Last reviewed January 2026 · Runs client-side
Simple interest, without the compounding
Simple interest is charged only on the original principal, never on accumulated interest. It's the model behind many short-term loans and some fixed deposits, and it's the cleanest way to understand what a rate actually costs before compounding complicates the picture.
Because the interest each period is constant, the math is straightforward: multiply the principal by the rate by the time.
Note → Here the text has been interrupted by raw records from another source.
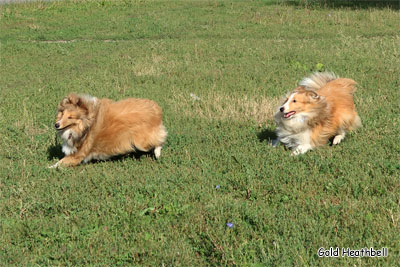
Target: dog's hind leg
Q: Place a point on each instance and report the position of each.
(338, 138)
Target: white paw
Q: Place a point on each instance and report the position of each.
(157, 152)
(301, 149)
(338, 139)
(275, 142)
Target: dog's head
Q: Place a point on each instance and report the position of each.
(301, 101)
(72, 114)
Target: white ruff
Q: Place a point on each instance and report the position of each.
(68, 146)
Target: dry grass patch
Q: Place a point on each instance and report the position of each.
(219, 106)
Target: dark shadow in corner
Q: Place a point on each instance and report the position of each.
(54, 151)
(266, 135)
(353, 4)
That makes it easy to sanity-check a lender's figure or compare a simple-interest product against a compounding one.
How to use this calculator
- Enter the principal amount.
- Add the annual interest rate.
- Set the time in years to see the interest and total value.
What the inputs mean
- Principal
- The original amount borrowed or invested.
- Annual rate
- The yearly interest rate, entered manually.
- Time
- The number of years the interest accrues.
$5,000 at 4% for three years earns $600 of simple interest, for a total of $5,600.
The formula, in plain terms
I = P × r × t, interest equals principal times the annual rate times the number of years.
Good to know
- Over the same rate and term, compound interest always yields more than simple interest.
- Watch the time units, the rate and time must both be expressed per year.
Frequently asked questions
When is simple interest used?
It's common on short-term and some auto or personal loans, and on certain bonds and deposits. Longer-term products usually compound.
Last reviewed January 2026. This explainer is general information, not professional advice.